Players who know their role expertly are a pleasure to play with, and make Brink a fantastic experience. Even losing with a good team on your side can feel good, the mark of a well-crafted game. But playing with novice players, or players who are simply uninterested in the mechanics of the game can be infuriating. Brink has plenty of these people – Medics who run past downed teammates without even thinking to toss them a revive syringe, Soldiers who don’t toss ammo to their teammates, Engineers who don’t buff anyone but themselves.

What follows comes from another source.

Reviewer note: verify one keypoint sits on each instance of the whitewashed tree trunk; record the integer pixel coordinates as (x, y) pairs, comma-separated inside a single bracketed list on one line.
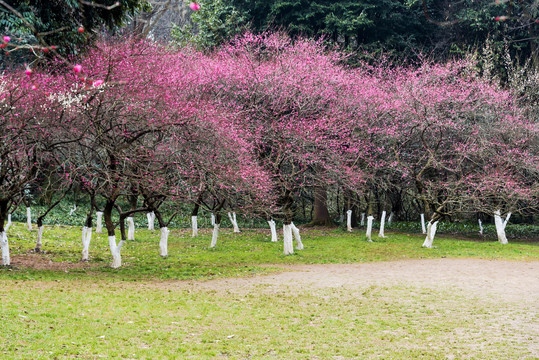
[(382, 224), (29, 218), (349, 220), (480, 226), (232, 218), (431, 232), (86, 239), (297, 236), (273, 229), (151, 220), (194, 225), (39, 238), (500, 226), (5, 249), (369, 227), (287, 239), (214, 235), (99, 226), (116, 252), (163, 242), (8, 222), (130, 228)]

And while it’s an overstatement to say that players like this ruin Brink for people who want to experience it, it does make the game frustrating at times.
It’s a petty frustration when you compare it to the learning curve of Brink. Brink is more than willing to let you flail about all on your own and never realize a crucial piece of information about the game. While it has a nice set of “Challenges,” what Splash Damage opted to call their training missions, following Blizzard’s lead in StarCraft 2, these challenges only touch on the basics of play and none of them, not a one, offers any useful feedback on how to play the crucial Medic class. And playing through the campaign alone will do little more than familiarize you with the layout of the levels. While that sort of knowledge is pretty important to Brink, given how many new ideas Brink brings to the table it’s far from the most important thing for new players to learn.
But that’s how new games work sometimes. When a game emerges with new ideas and concepts behind it it takes the community time to adjust. And Brink shows strong signs of growing into this adjustment after less than two weeks as a fully grown game. Sure, it has its fair share of problems, and new players will face some pretty serious challenges in learning the finer points of play. But despite all of these issues Brink remains one of the most impressive games I’ve played in recent memory, and the new ideas it brings to bear are well worth the effort it asks of you to engage them.